In this era of powerful tools to find software bugs, we now see tools find a lot of problems at a high speed. This causes problems for developers, as dealing with the growing list of issues is hard. It may take a longer time to address the problems than to find them – not to mention to put them into releases and then it takes yet another extended time until users out in the wild actually get that updated version into their hands.

In order to find many bugs fast, they have to already exist in source code. These new tools don’t add or create the problems. They just find them, filter them out and bring them to the surface for exposure. A better filter in the pool filters out more rubbish.

The more bugs we fix, the fewer bugs remain in the code. Assuming the developers manage to fix problems at a decent enough pace.

For every bugfix we merge, there is a risk that the change itself introduces one more more new separate problems. We also tend to keep adding features and changing behavior as we want to improve our products, and when doing so we occasionally slip up and introduce new problems as well.

Source code analyzing tools is a concept as old as source code itself. There has always existed tools that have tried to identify coding mistakes. Now they just recently got better so they can find more mistakes.

These new tools, similar to the old ones, don’t find all the problems. Even these new modern tools sometimes suggest fixes to the problems they find that are incomplete and in fact sometimes downright buggy.

Undoubtedly code analyzer tooling will improve further. The tools of tomorrow will find even more bugs, some of them were not found when the current generation of tools scanned the code yesterday.

Of course, we now also introduce these tools in CI and general development pipelines, which should make us land better code with fewer mistakes going forward. Ideally.

If we assume that we fix bugs faster than we introduce new ones and we assume that the AI tools can improve further, the question is then more how much more they can improve and for how long that improvement can go on. Will the tools find 10% more bugs? 100%? 1000%? Is the tool improving going to gradually continue for the next two, ten or fifty years? Can they actually find all bugs?

Can we reach the utopia where we have no bugs left in a given software project and when we do merge a new one, it gets detected and fixed almost instantly?

Are we close?

If we assume that there is at least a theoretical chance to reach that point, how would we know when we reach it? Or even just if we are getting closer?

I propose that one way to measure if we are getting closer to zero bugs is to check the age of reported and fixed bugs. If the tools are this good, we should soon only be fixing bugs we introduced very recently.

In the curl project we don’t keep track of the age of regular bugs, but we do for vulnerabilities. The worst kind of bugs. If the tools can find almost all problems, they should soon only be finding very recently added vulnerabilities too. The age of new finds should plummet and go towards zero.

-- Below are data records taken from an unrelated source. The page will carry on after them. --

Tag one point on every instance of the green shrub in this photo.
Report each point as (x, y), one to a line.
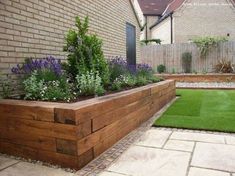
(5, 86)
(224, 66)
(37, 88)
(161, 68)
(123, 81)
(117, 67)
(85, 52)
(187, 62)
(90, 83)
(156, 41)
(141, 81)
(155, 79)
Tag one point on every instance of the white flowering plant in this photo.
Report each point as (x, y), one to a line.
(123, 81)
(37, 88)
(90, 83)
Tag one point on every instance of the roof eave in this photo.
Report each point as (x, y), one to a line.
(161, 20)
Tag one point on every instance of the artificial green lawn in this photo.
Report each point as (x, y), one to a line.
(201, 109)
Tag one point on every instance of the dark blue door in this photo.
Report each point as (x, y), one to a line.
(131, 44)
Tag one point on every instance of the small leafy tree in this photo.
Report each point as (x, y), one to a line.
(85, 52)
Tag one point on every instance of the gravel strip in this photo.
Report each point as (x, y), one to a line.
(224, 85)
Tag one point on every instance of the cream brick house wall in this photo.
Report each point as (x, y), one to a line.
(36, 28)
(198, 18)
(204, 18)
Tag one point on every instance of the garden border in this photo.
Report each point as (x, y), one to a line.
(199, 77)
(71, 135)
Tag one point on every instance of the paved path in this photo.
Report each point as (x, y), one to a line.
(177, 153)
(149, 151)
(211, 85)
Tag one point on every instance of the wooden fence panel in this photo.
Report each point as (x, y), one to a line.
(170, 56)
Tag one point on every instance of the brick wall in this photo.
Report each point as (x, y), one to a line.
(36, 28)
(204, 17)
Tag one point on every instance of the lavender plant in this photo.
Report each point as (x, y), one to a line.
(41, 65)
(43, 79)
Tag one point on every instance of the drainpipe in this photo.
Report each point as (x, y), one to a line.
(171, 29)
(146, 28)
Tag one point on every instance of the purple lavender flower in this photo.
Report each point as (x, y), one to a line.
(118, 60)
(48, 63)
(144, 67)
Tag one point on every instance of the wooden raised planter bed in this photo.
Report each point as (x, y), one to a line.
(199, 77)
(73, 134)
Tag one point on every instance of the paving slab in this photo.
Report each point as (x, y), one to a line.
(214, 156)
(206, 172)
(200, 137)
(144, 161)
(179, 145)
(29, 169)
(230, 140)
(154, 138)
(6, 162)
(110, 174)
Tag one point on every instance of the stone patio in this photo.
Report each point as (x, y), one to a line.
(148, 151)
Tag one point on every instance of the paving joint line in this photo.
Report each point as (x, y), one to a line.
(10, 166)
(168, 138)
(191, 158)
(200, 167)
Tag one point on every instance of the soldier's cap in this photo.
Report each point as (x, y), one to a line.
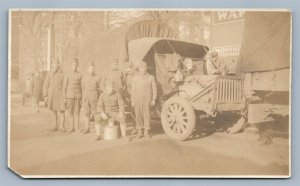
(142, 65)
(109, 83)
(214, 54)
(92, 64)
(75, 61)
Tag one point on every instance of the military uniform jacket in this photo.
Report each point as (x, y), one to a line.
(53, 90)
(110, 103)
(143, 89)
(116, 76)
(72, 85)
(90, 87)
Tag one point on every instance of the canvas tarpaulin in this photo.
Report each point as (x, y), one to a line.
(146, 29)
(266, 41)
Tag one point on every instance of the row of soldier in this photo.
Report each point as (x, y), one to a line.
(100, 97)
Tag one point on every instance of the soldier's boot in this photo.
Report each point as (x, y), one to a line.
(62, 122)
(146, 133)
(76, 122)
(98, 131)
(123, 132)
(87, 125)
(138, 135)
(71, 123)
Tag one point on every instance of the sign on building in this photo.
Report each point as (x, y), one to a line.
(227, 16)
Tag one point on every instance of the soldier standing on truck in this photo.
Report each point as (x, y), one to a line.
(215, 65)
(90, 93)
(72, 96)
(143, 96)
(52, 92)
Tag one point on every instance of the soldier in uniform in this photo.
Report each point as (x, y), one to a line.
(90, 93)
(72, 96)
(52, 92)
(115, 75)
(110, 108)
(143, 96)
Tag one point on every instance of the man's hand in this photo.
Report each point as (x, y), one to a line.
(153, 103)
(104, 116)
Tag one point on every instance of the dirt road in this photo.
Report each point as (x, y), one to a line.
(35, 151)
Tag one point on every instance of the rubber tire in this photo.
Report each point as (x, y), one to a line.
(190, 115)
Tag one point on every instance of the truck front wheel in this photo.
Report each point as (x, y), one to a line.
(178, 118)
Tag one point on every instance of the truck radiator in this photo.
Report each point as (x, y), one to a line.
(229, 89)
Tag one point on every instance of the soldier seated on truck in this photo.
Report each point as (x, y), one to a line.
(215, 66)
(110, 108)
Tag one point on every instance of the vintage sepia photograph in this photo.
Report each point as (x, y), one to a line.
(149, 93)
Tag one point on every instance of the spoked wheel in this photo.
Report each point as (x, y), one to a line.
(178, 118)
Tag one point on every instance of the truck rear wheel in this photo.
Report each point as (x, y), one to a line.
(178, 118)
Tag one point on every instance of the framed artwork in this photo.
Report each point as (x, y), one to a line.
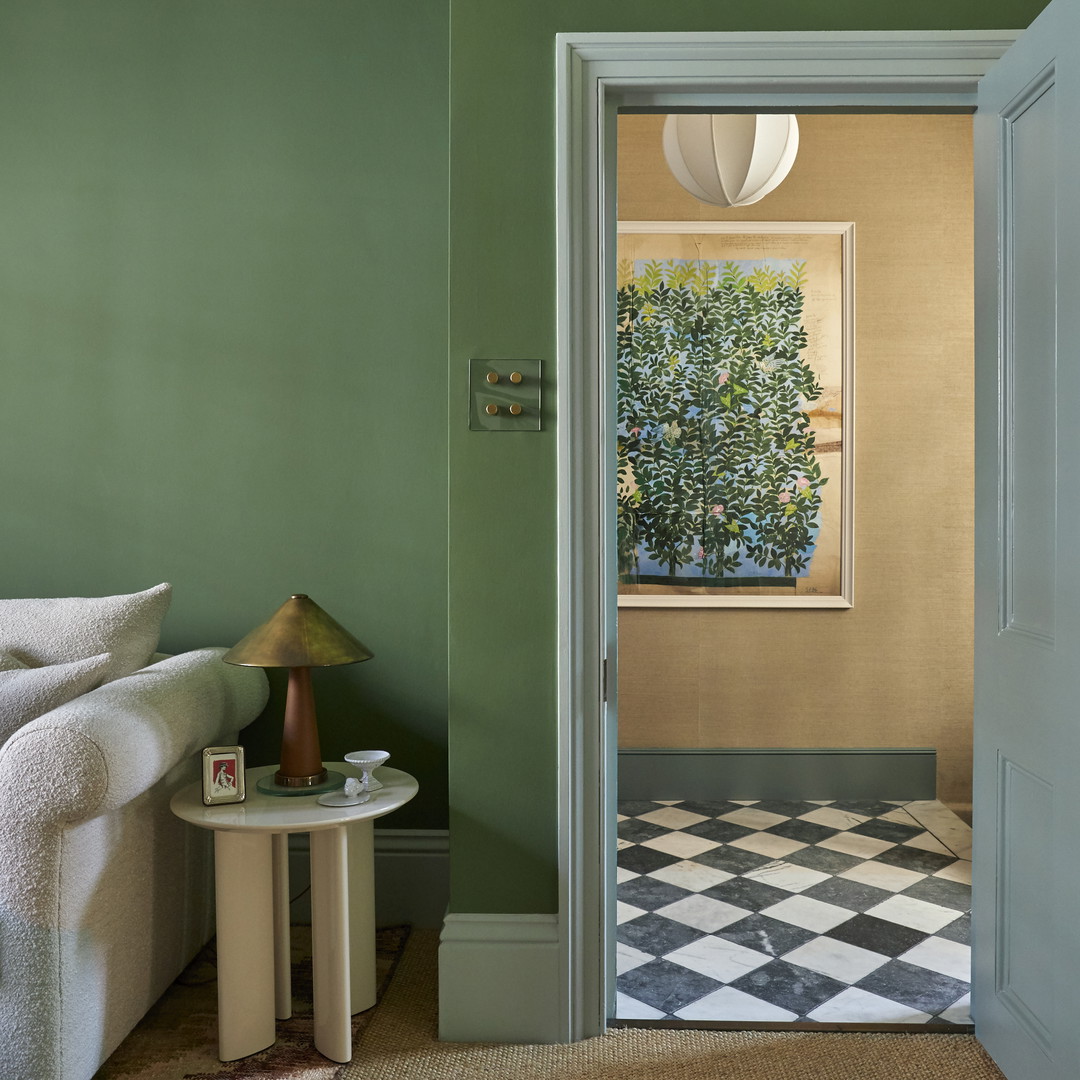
(224, 774)
(736, 383)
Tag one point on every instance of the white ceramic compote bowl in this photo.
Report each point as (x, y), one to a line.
(367, 761)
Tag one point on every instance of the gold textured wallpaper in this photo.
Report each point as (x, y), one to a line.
(896, 669)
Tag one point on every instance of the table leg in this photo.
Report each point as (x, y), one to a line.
(282, 942)
(245, 961)
(329, 943)
(362, 914)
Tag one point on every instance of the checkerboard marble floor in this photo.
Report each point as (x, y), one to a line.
(812, 912)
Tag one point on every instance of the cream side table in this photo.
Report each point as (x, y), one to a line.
(251, 865)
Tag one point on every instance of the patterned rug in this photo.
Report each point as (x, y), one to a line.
(177, 1039)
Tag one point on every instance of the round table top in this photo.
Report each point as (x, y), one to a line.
(294, 813)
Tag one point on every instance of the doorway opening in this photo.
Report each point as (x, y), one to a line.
(742, 898)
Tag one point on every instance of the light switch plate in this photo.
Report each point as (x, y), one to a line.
(502, 394)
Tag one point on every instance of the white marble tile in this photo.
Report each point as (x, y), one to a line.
(786, 876)
(672, 818)
(960, 871)
(768, 844)
(624, 912)
(809, 914)
(718, 958)
(626, 958)
(959, 1012)
(703, 913)
(682, 845)
(836, 959)
(853, 1006)
(946, 957)
(752, 818)
(690, 875)
(882, 876)
(916, 914)
(731, 1004)
(937, 819)
(927, 841)
(852, 844)
(834, 819)
(628, 1008)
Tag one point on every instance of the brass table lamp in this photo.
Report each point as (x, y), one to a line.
(299, 636)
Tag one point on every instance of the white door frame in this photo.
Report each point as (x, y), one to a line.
(596, 73)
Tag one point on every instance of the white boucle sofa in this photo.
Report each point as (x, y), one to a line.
(105, 895)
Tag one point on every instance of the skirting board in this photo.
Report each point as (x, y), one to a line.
(412, 877)
(499, 979)
(709, 774)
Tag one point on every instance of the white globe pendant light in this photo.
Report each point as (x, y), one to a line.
(730, 160)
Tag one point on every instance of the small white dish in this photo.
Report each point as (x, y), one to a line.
(367, 761)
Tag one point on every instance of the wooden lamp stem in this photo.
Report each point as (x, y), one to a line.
(301, 760)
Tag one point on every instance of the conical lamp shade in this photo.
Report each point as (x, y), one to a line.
(299, 634)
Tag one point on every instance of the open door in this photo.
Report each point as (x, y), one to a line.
(1027, 593)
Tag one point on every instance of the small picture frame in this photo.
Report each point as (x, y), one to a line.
(223, 774)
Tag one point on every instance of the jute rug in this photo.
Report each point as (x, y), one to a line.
(400, 1043)
(177, 1039)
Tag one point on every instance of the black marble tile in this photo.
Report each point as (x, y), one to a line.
(636, 831)
(887, 831)
(788, 986)
(655, 934)
(915, 859)
(869, 808)
(959, 930)
(766, 935)
(790, 808)
(823, 859)
(878, 935)
(649, 893)
(917, 987)
(853, 895)
(732, 860)
(644, 860)
(709, 808)
(743, 892)
(666, 986)
(633, 808)
(942, 891)
(805, 831)
(723, 832)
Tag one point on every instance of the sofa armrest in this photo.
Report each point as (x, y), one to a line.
(106, 747)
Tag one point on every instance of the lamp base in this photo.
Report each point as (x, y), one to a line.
(269, 786)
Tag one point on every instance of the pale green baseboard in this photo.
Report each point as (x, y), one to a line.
(877, 773)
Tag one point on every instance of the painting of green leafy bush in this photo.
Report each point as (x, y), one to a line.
(718, 484)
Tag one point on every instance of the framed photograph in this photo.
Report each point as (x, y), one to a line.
(736, 385)
(224, 774)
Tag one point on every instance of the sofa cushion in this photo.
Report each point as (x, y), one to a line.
(41, 632)
(28, 692)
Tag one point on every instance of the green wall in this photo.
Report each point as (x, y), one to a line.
(502, 585)
(223, 332)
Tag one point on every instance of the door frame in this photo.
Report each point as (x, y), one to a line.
(596, 73)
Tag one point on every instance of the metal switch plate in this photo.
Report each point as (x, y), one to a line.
(494, 392)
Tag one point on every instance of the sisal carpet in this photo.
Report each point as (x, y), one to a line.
(400, 1043)
(177, 1038)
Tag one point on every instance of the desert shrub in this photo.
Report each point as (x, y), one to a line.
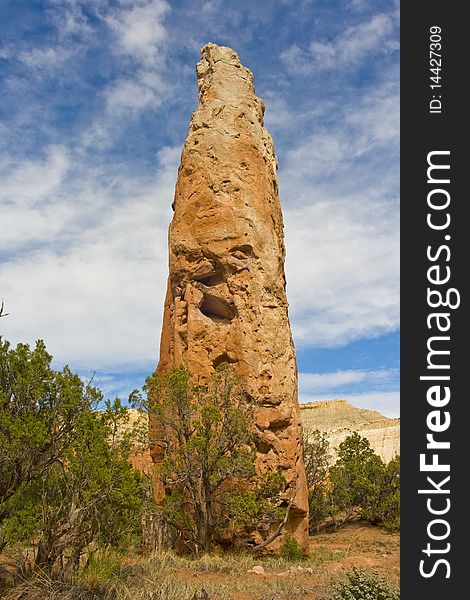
(290, 549)
(65, 478)
(362, 485)
(316, 458)
(364, 586)
(208, 468)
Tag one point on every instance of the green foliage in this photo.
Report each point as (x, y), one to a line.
(39, 408)
(316, 458)
(359, 484)
(73, 484)
(362, 485)
(208, 457)
(364, 586)
(290, 549)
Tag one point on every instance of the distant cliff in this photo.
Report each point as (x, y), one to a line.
(339, 419)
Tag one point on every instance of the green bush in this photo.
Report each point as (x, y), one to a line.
(364, 586)
(290, 549)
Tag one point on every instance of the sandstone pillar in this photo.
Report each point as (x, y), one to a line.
(226, 298)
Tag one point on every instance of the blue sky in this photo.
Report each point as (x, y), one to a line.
(96, 101)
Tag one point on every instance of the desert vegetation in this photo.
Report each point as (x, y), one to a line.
(75, 514)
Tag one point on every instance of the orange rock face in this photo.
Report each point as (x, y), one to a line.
(226, 298)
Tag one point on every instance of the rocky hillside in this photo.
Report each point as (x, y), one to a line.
(339, 419)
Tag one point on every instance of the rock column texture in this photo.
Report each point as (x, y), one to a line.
(226, 298)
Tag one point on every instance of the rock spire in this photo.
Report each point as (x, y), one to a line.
(226, 298)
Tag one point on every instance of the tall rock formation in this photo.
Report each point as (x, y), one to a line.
(226, 298)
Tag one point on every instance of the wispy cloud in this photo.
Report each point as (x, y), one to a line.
(349, 48)
(96, 101)
(311, 383)
(139, 29)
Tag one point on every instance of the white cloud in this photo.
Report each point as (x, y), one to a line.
(339, 190)
(44, 58)
(349, 48)
(387, 403)
(342, 270)
(141, 34)
(26, 183)
(97, 296)
(322, 382)
(128, 95)
(139, 29)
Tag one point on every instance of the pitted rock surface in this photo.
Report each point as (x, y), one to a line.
(226, 298)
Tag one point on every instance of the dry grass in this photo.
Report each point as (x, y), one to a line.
(167, 576)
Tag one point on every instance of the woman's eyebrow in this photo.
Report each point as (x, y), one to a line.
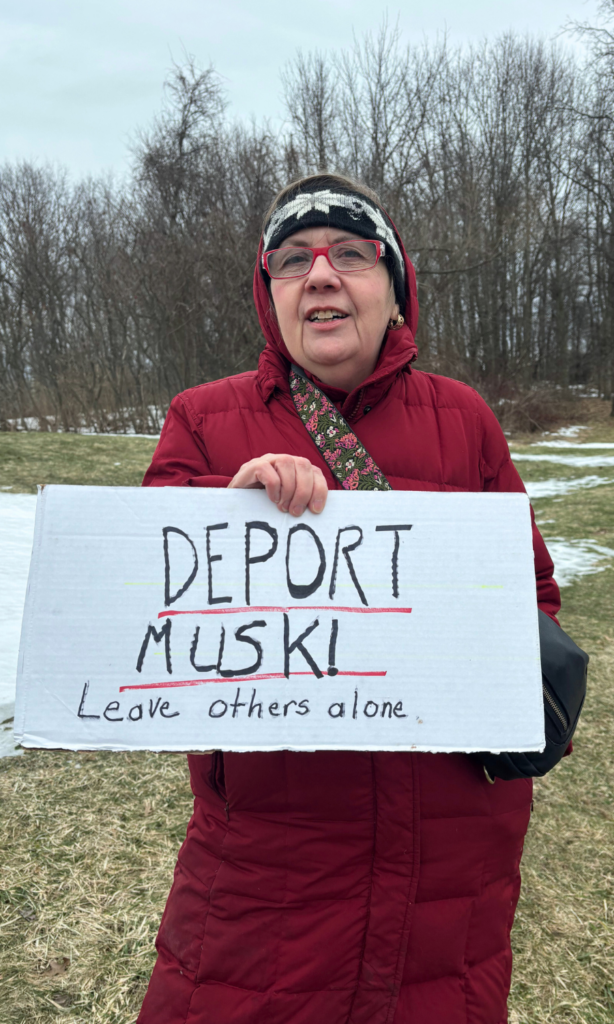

If the age of newly reported vulnerabilities are getting younger, it should make the average and median age of the total collection go down over time.

Average age of vulnerabilities

The average and median time vulnerabilities had existed in the curl source code by the time they were found and reported to the project.

Bugfixes

When the tools have found most problems there should be less bugs left to fix. The bugfix rate should go down rapidly – independently of how you count them or how liberal we are in counting exactly what is a bugfix.

Given the data from the curl project, there does not seem to be fewer bugfixes done – yet. Maybe the bugfix speed goes up before it goes down?

We are not close

Given the look of these graphs I don’t think we are close to zero bugs yet. These two curves do not seem to even start to fall yet.

Yes, these graphs are based on data from a single project, which makes it super weak to draw statistical conclusions from, but this is all I have to work with.

So when?

I think that’s mostly an indication of what you believe the tooling can do and how good they can eventually end up becoming.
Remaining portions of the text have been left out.